As long as we can read a line of input, we store that line in s and pass it to split, storing the return value from split in v. Next, we loop through v, writing each string in that vector on a separate line.
Assuming that we added the proper #includes, including one for our own header that
contained a declaration for split, we could run this function and visually verify that it and split
work as expected. We can do even better, though, by comparing the output of this program with a program that lets the library do all the work:
int main() {
string s;
while (cin >> s) cout << s << endl;
return 0;
}
This program and the previous one should generate identical output. Here, we let the string input operator separate the input stream into a series of words, which we write one to a line.

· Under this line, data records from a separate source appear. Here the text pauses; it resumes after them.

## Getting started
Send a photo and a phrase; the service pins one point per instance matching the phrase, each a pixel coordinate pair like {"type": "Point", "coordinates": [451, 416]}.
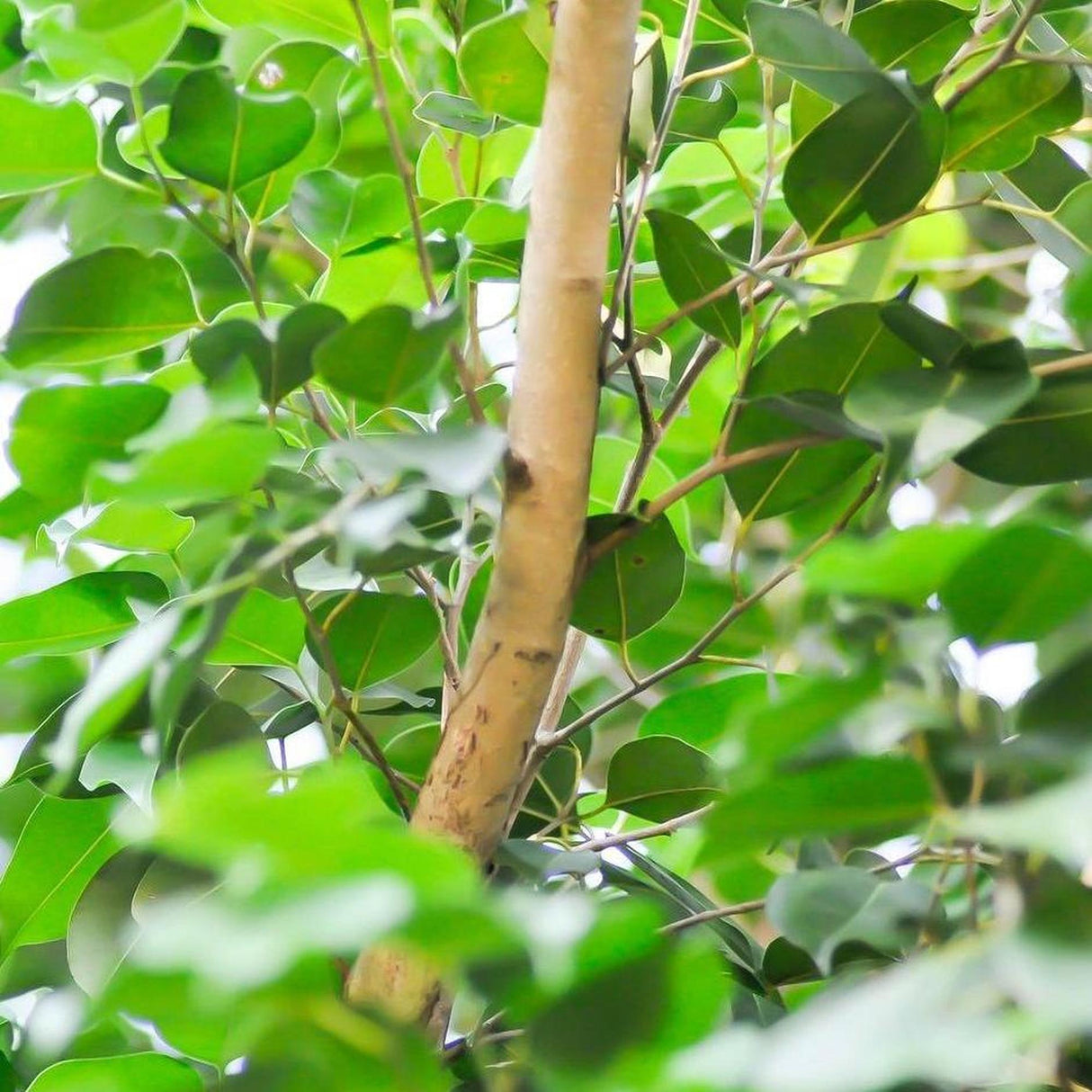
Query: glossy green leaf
{"type": "Point", "coordinates": [1047, 439]}
{"type": "Point", "coordinates": [942, 411]}
{"type": "Point", "coordinates": [703, 715]}
{"type": "Point", "coordinates": [693, 265]}
{"type": "Point", "coordinates": [387, 353]}
{"type": "Point", "coordinates": [81, 42]}
{"type": "Point", "coordinates": [878, 157]}
{"type": "Point", "coordinates": [60, 432]}
{"type": "Point", "coordinates": [83, 613]}
{"type": "Point", "coordinates": [376, 636]}
{"type": "Point", "coordinates": [995, 126]}
{"type": "Point", "coordinates": [850, 795]}
{"type": "Point", "coordinates": [228, 139]}
{"type": "Point", "coordinates": [838, 347]}
{"type": "Point", "coordinates": [261, 631]}
{"type": "Point", "coordinates": [107, 304]}
{"type": "Point", "coordinates": [820, 57]}
{"type": "Point", "coordinates": [336, 213]}
{"type": "Point", "coordinates": [59, 850]}
{"type": "Point", "coordinates": [138, 527]}
{"type": "Point", "coordinates": [42, 146]}
{"type": "Point", "coordinates": [823, 909]}
{"type": "Point", "coordinates": [121, 1073]}
{"type": "Point", "coordinates": [319, 20]}
{"type": "Point", "coordinates": [1025, 581]}
{"type": "Point", "coordinates": [634, 585]}
{"type": "Point", "coordinates": [658, 777]}
{"type": "Point", "coordinates": [504, 64]}
{"type": "Point", "coordinates": [904, 566]}
{"type": "Point", "coordinates": [219, 461]}
{"type": "Point", "coordinates": [919, 36]}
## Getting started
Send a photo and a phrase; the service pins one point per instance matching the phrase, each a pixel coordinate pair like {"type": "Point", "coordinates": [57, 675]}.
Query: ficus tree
{"type": "Point", "coordinates": [545, 546]}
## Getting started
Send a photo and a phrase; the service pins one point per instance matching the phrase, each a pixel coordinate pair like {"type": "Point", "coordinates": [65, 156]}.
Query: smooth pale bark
{"type": "Point", "coordinates": [518, 643]}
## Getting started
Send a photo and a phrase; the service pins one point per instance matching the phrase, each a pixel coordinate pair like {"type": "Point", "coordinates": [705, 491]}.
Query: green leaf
{"type": "Point", "coordinates": [83, 613]}
{"type": "Point", "coordinates": [387, 353]}
{"type": "Point", "coordinates": [122, 1073]}
{"type": "Point", "coordinates": [878, 157]}
{"type": "Point", "coordinates": [60, 432]}
{"type": "Point", "coordinates": [838, 347]}
{"type": "Point", "coordinates": [919, 36]}
{"type": "Point", "coordinates": [823, 909]}
{"type": "Point", "coordinates": [138, 527]}
{"type": "Point", "coordinates": [111, 302]}
{"type": "Point", "coordinates": [904, 566]}
{"type": "Point", "coordinates": [281, 367]}
{"type": "Point", "coordinates": [125, 49]}
{"type": "Point", "coordinates": [44, 146]}
{"type": "Point", "coordinates": [505, 61]}
{"type": "Point", "coordinates": [634, 585]}
{"type": "Point", "coordinates": [376, 636]}
{"type": "Point", "coordinates": [995, 126]}
{"type": "Point", "coordinates": [60, 848]}
{"type": "Point", "coordinates": [329, 21]}
{"type": "Point", "coordinates": [453, 112]}
{"type": "Point", "coordinates": [336, 213]}
{"type": "Point", "coordinates": [1047, 439]}
{"type": "Point", "coordinates": [318, 72]}
{"type": "Point", "coordinates": [942, 411]}
{"type": "Point", "coordinates": [333, 825]}
{"type": "Point", "coordinates": [261, 631]}
{"type": "Point", "coordinates": [219, 461]}
{"type": "Point", "coordinates": [1056, 822]}
{"type": "Point", "coordinates": [1021, 585]}
{"type": "Point", "coordinates": [112, 688]}
{"type": "Point", "coordinates": [808, 50]}
{"type": "Point", "coordinates": [225, 138]}
{"type": "Point", "coordinates": [693, 265]}
{"type": "Point", "coordinates": [658, 777]}
{"type": "Point", "coordinates": [850, 795]}
{"type": "Point", "coordinates": [703, 715]}
{"type": "Point", "coordinates": [703, 118]}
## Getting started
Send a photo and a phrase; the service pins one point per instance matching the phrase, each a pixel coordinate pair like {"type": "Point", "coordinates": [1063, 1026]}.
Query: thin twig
{"type": "Point", "coordinates": [695, 651]}
{"type": "Point", "coordinates": [1001, 57]}
{"type": "Point", "coordinates": [625, 837]}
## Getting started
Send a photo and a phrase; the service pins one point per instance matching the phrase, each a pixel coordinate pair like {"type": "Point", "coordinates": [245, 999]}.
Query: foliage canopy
{"type": "Point", "coordinates": [258, 454]}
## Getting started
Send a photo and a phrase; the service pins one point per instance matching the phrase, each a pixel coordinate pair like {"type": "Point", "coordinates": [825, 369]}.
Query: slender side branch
{"type": "Point", "coordinates": [694, 653]}
{"type": "Point", "coordinates": [1001, 57]}
{"type": "Point", "coordinates": [520, 636]}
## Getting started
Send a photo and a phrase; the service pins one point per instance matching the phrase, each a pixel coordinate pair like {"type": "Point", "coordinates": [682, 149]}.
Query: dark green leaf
{"type": "Point", "coordinates": [387, 353]}
{"type": "Point", "coordinates": [226, 139]}
{"type": "Point", "coordinates": [807, 49]}
{"type": "Point", "coordinates": [377, 636]}
{"type": "Point", "coordinates": [658, 777]}
{"type": "Point", "coordinates": [634, 585]}
{"type": "Point", "coordinates": [693, 265]}
{"type": "Point", "coordinates": [878, 157]}
{"type": "Point", "coordinates": [1047, 439]}
{"type": "Point", "coordinates": [855, 794]}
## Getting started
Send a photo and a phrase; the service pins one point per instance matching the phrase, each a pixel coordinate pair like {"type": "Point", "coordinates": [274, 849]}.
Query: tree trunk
{"type": "Point", "coordinates": [470, 790]}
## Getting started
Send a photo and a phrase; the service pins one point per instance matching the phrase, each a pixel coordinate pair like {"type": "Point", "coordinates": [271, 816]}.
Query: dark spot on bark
{"type": "Point", "coordinates": [516, 475]}
{"type": "Point", "coordinates": [534, 656]}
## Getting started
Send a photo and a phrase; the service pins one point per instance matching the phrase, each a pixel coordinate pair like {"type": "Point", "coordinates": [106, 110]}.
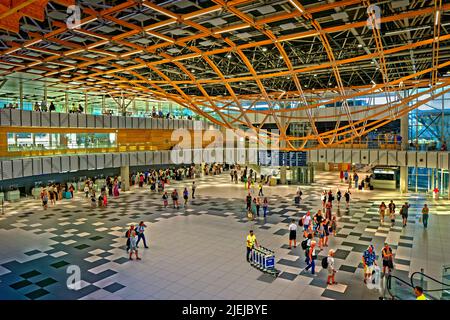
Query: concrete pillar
{"type": "Point", "coordinates": [403, 179]}
{"type": "Point", "coordinates": [20, 95]}
{"type": "Point", "coordinates": [125, 175]}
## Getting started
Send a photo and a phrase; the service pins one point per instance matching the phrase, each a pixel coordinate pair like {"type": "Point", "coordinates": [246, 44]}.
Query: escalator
{"type": "Point", "coordinates": [396, 288]}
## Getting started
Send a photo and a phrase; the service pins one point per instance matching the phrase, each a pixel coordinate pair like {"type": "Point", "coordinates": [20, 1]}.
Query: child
{"type": "Point", "coordinates": [333, 225]}
{"type": "Point", "coordinates": [165, 199]}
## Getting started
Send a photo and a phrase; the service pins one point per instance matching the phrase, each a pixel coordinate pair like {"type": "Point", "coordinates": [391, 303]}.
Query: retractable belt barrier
{"type": "Point", "coordinates": [264, 260]}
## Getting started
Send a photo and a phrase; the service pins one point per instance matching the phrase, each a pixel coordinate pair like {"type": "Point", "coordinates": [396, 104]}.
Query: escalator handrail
{"type": "Point", "coordinates": [388, 285]}
{"type": "Point", "coordinates": [427, 276]}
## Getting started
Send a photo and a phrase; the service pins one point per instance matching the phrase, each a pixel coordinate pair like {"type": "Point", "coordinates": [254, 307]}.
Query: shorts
{"type": "Point", "coordinates": [293, 235]}
{"type": "Point", "coordinates": [368, 269]}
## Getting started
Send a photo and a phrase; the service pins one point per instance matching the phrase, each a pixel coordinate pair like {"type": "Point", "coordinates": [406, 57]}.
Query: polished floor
{"type": "Point", "coordinates": [199, 252]}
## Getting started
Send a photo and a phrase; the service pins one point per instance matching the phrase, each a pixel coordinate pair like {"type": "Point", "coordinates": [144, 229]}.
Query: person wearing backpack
{"type": "Point", "coordinates": [328, 263]}
{"type": "Point", "coordinates": [312, 256]}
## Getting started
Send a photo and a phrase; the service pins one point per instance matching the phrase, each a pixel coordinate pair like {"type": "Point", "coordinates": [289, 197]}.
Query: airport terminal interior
{"type": "Point", "coordinates": [224, 150]}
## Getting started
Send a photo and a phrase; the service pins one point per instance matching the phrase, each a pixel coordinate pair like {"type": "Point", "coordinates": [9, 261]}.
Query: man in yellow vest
{"type": "Point", "coordinates": [251, 242]}
{"type": "Point", "coordinates": [419, 293]}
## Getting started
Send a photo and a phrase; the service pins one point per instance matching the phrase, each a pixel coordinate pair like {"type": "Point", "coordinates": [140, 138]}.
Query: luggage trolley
{"type": "Point", "coordinates": [264, 260]}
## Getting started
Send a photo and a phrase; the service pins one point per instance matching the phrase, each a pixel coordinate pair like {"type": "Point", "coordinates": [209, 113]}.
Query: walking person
{"type": "Point", "coordinates": [140, 234]}
{"type": "Point", "coordinates": [312, 256]}
{"type": "Point", "coordinates": [404, 213]}
{"type": "Point", "coordinates": [251, 243]}
{"type": "Point", "coordinates": [382, 210]}
{"type": "Point", "coordinates": [347, 198]}
{"type": "Point", "coordinates": [388, 258]}
{"type": "Point", "coordinates": [369, 260]}
{"type": "Point", "coordinates": [175, 199]}
{"type": "Point", "coordinates": [185, 197]}
{"type": "Point", "coordinates": [338, 196]}
{"type": "Point", "coordinates": [292, 234]}
{"type": "Point", "coordinates": [265, 206]}
{"type": "Point", "coordinates": [306, 221]}
{"type": "Point", "coordinates": [165, 198]}
{"type": "Point", "coordinates": [392, 212]}
{"type": "Point", "coordinates": [425, 215]}
{"type": "Point", "coordinates": [133, 247]}
{"type": "Point", "coordinates": [331, 269]}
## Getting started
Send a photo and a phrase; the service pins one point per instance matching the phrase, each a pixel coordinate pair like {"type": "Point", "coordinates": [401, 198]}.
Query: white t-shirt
{"type": "Point", "coordinates": [306, 220]}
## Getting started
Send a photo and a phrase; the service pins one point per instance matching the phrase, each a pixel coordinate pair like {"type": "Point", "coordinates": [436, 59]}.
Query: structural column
{"type": "Point", "coordinates": [404, 146]}
{"type": "Point", "coordinates": [125, 175]}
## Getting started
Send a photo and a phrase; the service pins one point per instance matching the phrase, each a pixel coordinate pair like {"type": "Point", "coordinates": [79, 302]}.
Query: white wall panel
{"type": "Point", "coordinates": [133, 159]}
{"type": "Point", "coordinates": [15, 118]}
{"type": "Point", "coordinates": [74, 163]}
{"type": "Point", "coordinates": [422, 159]}
{"type": "Point", "coordinates": [432, 159]}
{"type": "Point", "coordinates": [65, 163]}
{"type": "Point", "coordinates": [108, 160]}
{"type": "Point", "coordinates": [83, 162]}
{"type": "Point", "coordinates": [54, 119]}
{"type": "Point", "coordinates": [141, 159]}
{"type": "Point", "coordinates": [92, 165]}
{"type": "Point", "coordinates": [356, 156]}
{"type": "Point", "coordinates": [82, 120]}
{"type": "Point", "coordinates": [117, 162]}
{"type": "Point", "coordinates": [17, 168]}
{"type": "Point", "coordinates": [27, 167]}
{"type": "Point", "coordinates": [64, 120]}
{"type": "Point", "coordinates": [37, 166]}
{"type": "Point", "coordinates": [411, 158]}
{"type": "Point", "coordinates": [7, 169]}
{"type": "Point", "coordinates": [382, 157]}
{"type": "Point", "coordinates": [364, 157]}
{"type": "Point", "coordinates": [26, 118]}
{"type": "Point", "coordinates": [56, 164]}
{"type": "Point", "coordinates": [46, 165]}
{"type": "Point", "coordinates": [443, 160]}
{"type": "Point", "coordinates": [100, 161]}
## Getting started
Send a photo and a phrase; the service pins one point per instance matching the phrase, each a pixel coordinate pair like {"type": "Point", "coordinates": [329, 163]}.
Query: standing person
{"type": "Point", "coordinates": [248, 201]}
{"type": "Point", "coordinates": [404, 213]}
{"type": "Point", "coordinates": [333, 225]}
{"type": "Point", "coordinates": [312, 256]}
{"type": "Point", "coordinates": [338, 196]}
{"type": "Point", "coordinates": [185, 197]}
{"type": "Point", "coordinates": [382, 210]}
{"type": "Point", "coordinates": [388, 258]}
{"type": "Point", "coordinates": [257, 205]}
{"type": "Point", "coordinates": [260, 193]}
{"type": "Point", "coordinates": [347, 198]}
{"type": "Point", "coordinates": [133, 247]}
{"type": "Point", "coordinates": [328, 207]}
{"type": "Point", "coordinates": [251, 243]}
{"type": "Point", "coordinates": [331, 269]}
{"type": "Point", "coordinates": [140, 233]}
{"type": "Point", "coordinates": [392, 212]}
{"type": "Point", "coordinates": [44, 198]}
{"type": "Point", "coordinates": [265, 206]}
{"type": "Point", "coordinates": [165, 198]}
{"type": "Point", "coordinates": [425, 214]}
{"type": "Point", "coordinates": [292, 234]}
{"type": "Point", "coordinates": [175, 199]}
{"type": "Point", "coordinates": [356, 179]}
{"type": "Point", "coordinates": [369, 260]}
{"type": "Point", "coordinates": [306, 220]}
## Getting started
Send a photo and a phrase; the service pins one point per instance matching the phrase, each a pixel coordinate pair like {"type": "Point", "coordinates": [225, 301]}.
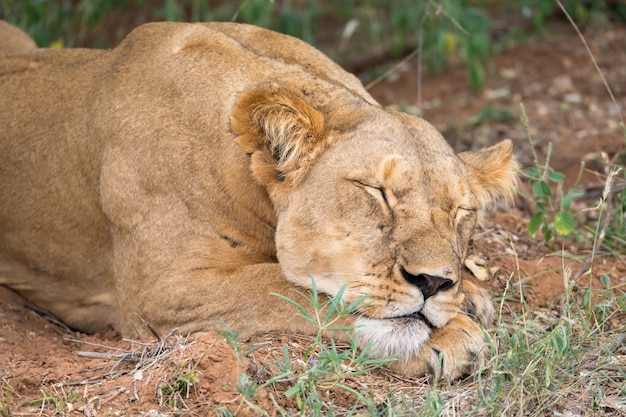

By running both programs on the same, complex input, we can have a good idea that our split function works.
5.8 Putting strings together
In §1.2/12 and §2.5.4/29, we wrote a program to write someone's name centered in a box of asterisks. However, we never actually created a string to hold our program's output. Instead, we wrote the various parts of our output, one at a time, and let the output file combine those fragments into a picture.
We will now revisit this problem, with the aim of building a single data structure that represents the entire framed string. This program is a simplified version of one of our favorite examples, called character pictures. A character picture is a rectangular array of characters that can be displayed. It is a simplification of what happens in a real application—in this case, applications based on bitmap graphics. The simplifications are to use characters instead of bits, and to write onto ordinary files instead of displaying on graphical hardware. The problem builds on an exercise originally presented in the first edition of Stroustrup's The C++ Programming
Language (Addison-Wesley, 1986), and that we explored in some depth in Ruminations on C++ (Addison-Wesley, 1997).